Sunday, February 3, 2008

What Do We Hope For? (Hope part 1)

We don't need to look to the Bible to hear stories of people who tell us what we want to hear triumphing over people who tell us what we need to hear. Politicians, if we are really honest with ourselves, have won our support by telling us they are cutting taxes or bringing in jobs when we know they are lying. Economists tell us that we can have our cake and eat it too, when simple reality dictates the irrationality of their claim. Even artists will invite us to indulge in this nonsense. Our syrupy love songs about people "not treatin' us right" or books that posit some self-love garbage wrapped in pretty words, stroke our ego. Isaiah and the Psalmists talk about people listening to those with "smooth words" rather than the real God or at least common sense.

But, more importantly, what happens when the "smooth words reality" fades away into the mist? We are left even more hopeless than before. We struggle in this wasteland like drowning souls in the ocean or thirsty people in the desert. Alone, or so we think, we begin questioning everything that has led us down this path. There are many paths we think of taking. Some become angry at the system or people that "led" them down a certain path. Other folks "get religion,"* which is another form of trying to break the system or people that "led" them down a path. Then, there is a third choice; a tougher one than the previous two.

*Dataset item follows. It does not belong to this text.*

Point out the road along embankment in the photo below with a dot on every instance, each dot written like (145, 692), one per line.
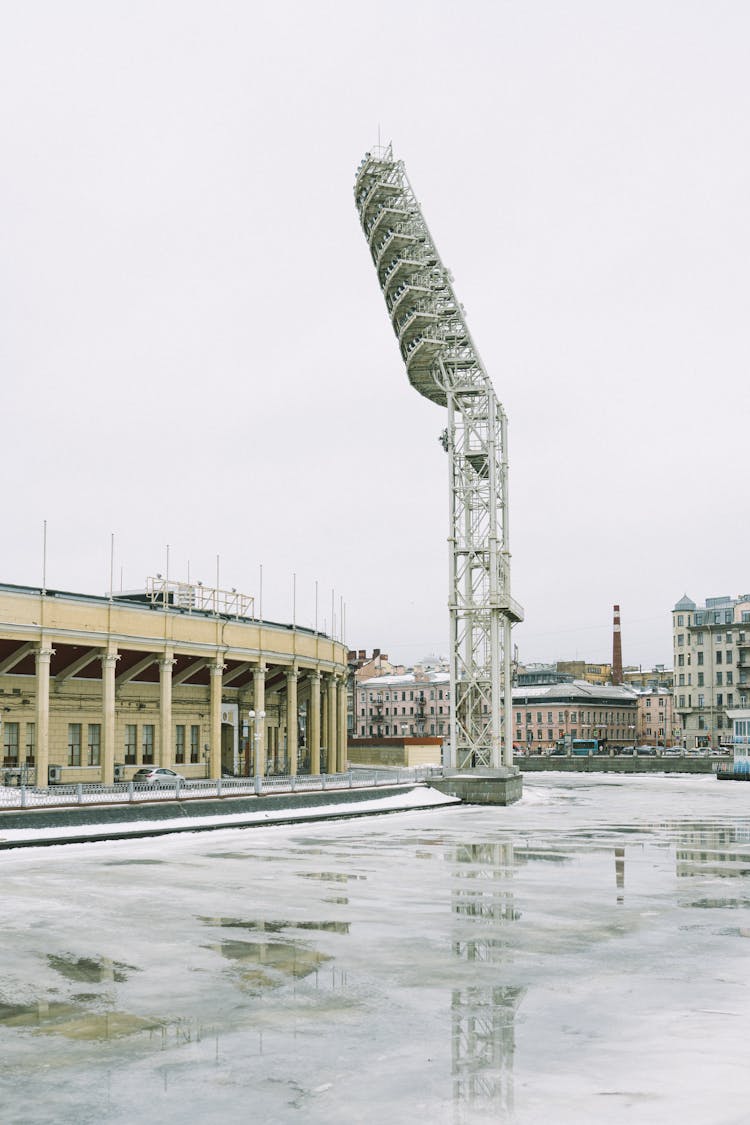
(80, 825)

The first two choices are easy for us to pick. The require little of us, only our passions. They give us both the light of our pride for being on the winning side and the ability to jettison the belief when it becomes too much or we just get bored. In addition to this we are never responsible for when bad stuff happens. There is always an easy scapegoat: the unenlightened, the evil-doers, and sometimes even God himself. We are given a purpose (though one that gives us no real pleasure) and the pride for doing what is right.

In listening to Arcade Fire's latest album, Neon Bible, I understand their anger and frustration with the banality and ubiquity of modern culture. I understand the desire to scream at the world, but we must understand that it does little good to do this if all we have is contempt and hatred for the world's lower nature. This brings us to the third choice, and the most difficult one.

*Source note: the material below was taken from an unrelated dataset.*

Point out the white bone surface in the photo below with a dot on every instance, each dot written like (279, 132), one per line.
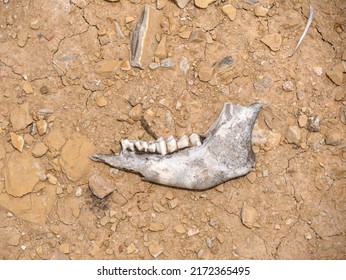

Hope. Presidential candidate Barack Obama has wrapped himself in the mantle of hope. He has been amazing at his eloquence of this subject. Indeed, he is to be commended for doing three things: first trying to instill the notion of "hope" in all those who back him and the country at large, secondly, he has worked hard to get people to believe that "hope" is an agent that can change things for the better, and lastly, he has been able to assist people in transcending the pettiness of everyday "politics."

However there are some main problems with Mr. Obama's strategy. From a purely political way of looking at things, he is obviously okay. But, we can never be interested in just the purely political. His discussion about how we must hope has not, and indeed cannot, eat down into the core of many people my age. Instead of hoping for a better future, they seem more interested in fighting the powers that be. Assuming the powers of today are vanquished, what are these people going to do when the new problems face them? Secondly, Mr. Obama's hope is based on a world view that we can save the world. But, like the person saved by the protagonist at the beginning of the Incredibles, what do we do if the world doesn't want saving? Human beings cannot save the world, we can only affect it.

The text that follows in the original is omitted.